Solution of Home Work 7
 
1) There are two computers, called S (Source) and D (Destination). 
They are connected by a 20 km long link (full duplex, used only 
between S and D). The link has a data rate of 100 Mbit/sec and the 
speed of the signal on the link is (2/3)*c .
 
Practically speaking, we have only 1500 Byte dataframes from S to D, 
and only 50 Byte ACKframes from D to S. This includes headers, 
trailers, ``wrappers'', etc. D acknowledges every dataframe it 
receives as soon as the whole frame is in.
 
If S and D use a ``Sliding Window'' protocol, what window size (in 
frames) would you recommend? WHY?
(The ``why'' is much more important than the actual answer, so 
try to be simultanously concise and very clear!)

 

 

Answer:

 

Serialization delay of a data frame is:

 

                 1500 * 8

            ------------------  = .12msec

             100, 000, 000

 

Propagation delay is:        20

                                    ------------------  = .1msec

                                    (2/3)*3,00,000

 

Serialization delay of an ACK frame is:     400

                                                                 --------------- = .004msec

                                                                100,000,000

 

At time t, when S starts sending a data frame, the tail of the frame leaves S at (t + .12) msec.

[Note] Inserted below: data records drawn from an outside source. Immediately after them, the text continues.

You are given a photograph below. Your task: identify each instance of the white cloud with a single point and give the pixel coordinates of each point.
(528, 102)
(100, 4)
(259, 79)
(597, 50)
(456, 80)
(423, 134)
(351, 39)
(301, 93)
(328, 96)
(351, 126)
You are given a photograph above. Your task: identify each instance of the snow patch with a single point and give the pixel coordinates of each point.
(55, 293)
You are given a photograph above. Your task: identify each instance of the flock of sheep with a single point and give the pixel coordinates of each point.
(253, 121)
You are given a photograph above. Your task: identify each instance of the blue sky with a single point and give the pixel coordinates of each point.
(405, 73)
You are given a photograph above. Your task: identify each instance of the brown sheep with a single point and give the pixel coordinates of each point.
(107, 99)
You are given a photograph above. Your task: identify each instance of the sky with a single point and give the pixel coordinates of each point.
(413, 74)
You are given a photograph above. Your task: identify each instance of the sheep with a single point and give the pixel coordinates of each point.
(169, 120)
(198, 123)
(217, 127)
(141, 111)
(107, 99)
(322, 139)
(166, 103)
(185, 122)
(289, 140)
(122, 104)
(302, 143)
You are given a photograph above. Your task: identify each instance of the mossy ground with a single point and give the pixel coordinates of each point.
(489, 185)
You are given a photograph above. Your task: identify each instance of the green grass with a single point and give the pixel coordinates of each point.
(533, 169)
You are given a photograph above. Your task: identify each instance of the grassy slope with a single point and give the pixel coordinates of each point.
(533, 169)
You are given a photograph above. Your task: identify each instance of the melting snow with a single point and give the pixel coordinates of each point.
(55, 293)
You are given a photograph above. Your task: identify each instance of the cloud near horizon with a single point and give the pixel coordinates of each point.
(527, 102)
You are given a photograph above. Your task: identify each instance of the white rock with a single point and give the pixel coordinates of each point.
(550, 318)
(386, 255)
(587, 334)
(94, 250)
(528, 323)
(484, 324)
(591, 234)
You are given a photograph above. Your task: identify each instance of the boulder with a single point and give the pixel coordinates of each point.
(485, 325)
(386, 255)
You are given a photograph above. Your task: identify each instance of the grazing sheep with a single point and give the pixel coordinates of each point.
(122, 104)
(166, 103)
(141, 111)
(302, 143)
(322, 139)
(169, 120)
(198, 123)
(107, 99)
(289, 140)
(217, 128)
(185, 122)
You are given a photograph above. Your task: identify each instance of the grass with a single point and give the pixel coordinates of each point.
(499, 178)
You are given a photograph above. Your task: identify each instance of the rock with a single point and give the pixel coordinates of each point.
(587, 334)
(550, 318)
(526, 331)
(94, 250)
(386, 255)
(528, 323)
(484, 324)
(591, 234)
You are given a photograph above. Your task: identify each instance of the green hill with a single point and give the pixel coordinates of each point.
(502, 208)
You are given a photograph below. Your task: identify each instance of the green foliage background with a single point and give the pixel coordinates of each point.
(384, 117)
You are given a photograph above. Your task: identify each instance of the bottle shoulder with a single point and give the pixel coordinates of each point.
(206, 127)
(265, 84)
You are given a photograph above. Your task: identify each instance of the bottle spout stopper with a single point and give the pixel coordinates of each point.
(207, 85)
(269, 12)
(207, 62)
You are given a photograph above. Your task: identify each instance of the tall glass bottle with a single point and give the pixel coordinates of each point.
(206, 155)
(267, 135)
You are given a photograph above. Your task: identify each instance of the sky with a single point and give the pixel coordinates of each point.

The same frame arrives at D after the time (t + .12 + .1) msec.

 

Assume an ACK is generated in D at the same time it receives a data frame. Then the ACK will leave D at the time, (t + .12 + .1 + .004) msec.

 

So, the ACK for the data frame will arrive at S after (t + .12 + .1 + .004 + .1) msec, which is (t + 0.324) msec.

 

So, S needs to have data frames to send at t, (t + .12) and (t + .324). So, the window size must be 3 to prevent the bandwidth from remaining unused.

 

2) In a bit-oriented protocol, we use the flag  01111110 , to 
indicate beginning and end of a frame.
(I usually would write this as  0111 1110 , for readability).
 
A. Bitstuff the following pattern:
   01001111111001111100110011110
                    ^                ^
                    |                  |
 
 The answer is:
 
               0100111110110011111000110011110
 
B. ``Unstuff'' the following pattern:
   0110111110111110110011111001010
                     -           -                  -
 
Answer is:
 
               0110111111111111001111101010
 
C. What is your reaction if asked to unstuff the following pattern?
   01001111110010
 
 Answer:
 
The pattern 0111 1110 is a flag used to indicate the beginning and end of a message. If it is received in the destination, it will be assumed as a flag and will not be unstuffed.
 
D. What is your reaction if asked to unstuff the following pattern?
   010011111110010
 
Answer:
 
Unstuffing this pattern might result in an error as it was not bit stuffed. It might also be a special protocol between source and destination.